During the briefing, Boggs stressed that safety comes first. "It's important that no one scares anyone out there. Don't try to look cool if you're not comfortable with your landing approach, go around! Do it! If we're on [Runway] 18/36 and you go around, go east and if we're landing on [Runway] 9/27, go north. It's cool to go around!" he insisted. It was obvious safety came first.

The pilots were instructed to announce "KIO" (knock it off) anytime a dangerous situation is developing, if there's a stranger in the area, if there's an emergency, an accident or incident, if there's a loss of communication, or a gross procedure violation. If a KIO is called, pilots are expected to stop flybys, maintain altitude, clear their flight path and listen for instructions.

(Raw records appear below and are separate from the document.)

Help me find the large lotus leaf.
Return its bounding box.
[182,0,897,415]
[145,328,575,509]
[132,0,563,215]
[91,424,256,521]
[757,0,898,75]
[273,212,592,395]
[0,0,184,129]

Boggs used an easel with a large pad on which the schedule of the airshow was detailed. He explained to the pilots the order in which the airplanes would launch, where they would hold, when they would perform, and when and where they would be recovered. In addition there were separate diagrams on the wall for each different group of warbirds, detailing their flight patterns.

Before the briefing broke up into smaller groups for the pilots of each warbird type to meet with their team leader and review their procedures and patterns, Boggs stressed, "No one should leave this room with any doubts or questions! There are no foolish questions."

For pilots to participate in the airshow they have to provide a current pilot certificate, a current medical, a current BFR and a copy of insurance that includes flyby coverage. If they want to be compensated for fuel and smoke oil they also have to have a commercial certificate with a current second-class medical.

Pilots participating in the airshow for the first time are required to attend a warbird forum, "Flying at Oshkosh for the First Time." To fly in formation, pilots are required to be formation qualified through the Formation and Safety Team (FAST) program. To qualify for a FAST card, an applicant has to be a member of one of the 15 signatory organizations that comprise the program, complete a "recommendation for a formation check ride" and successfully complete a FAST Flight Evaluation.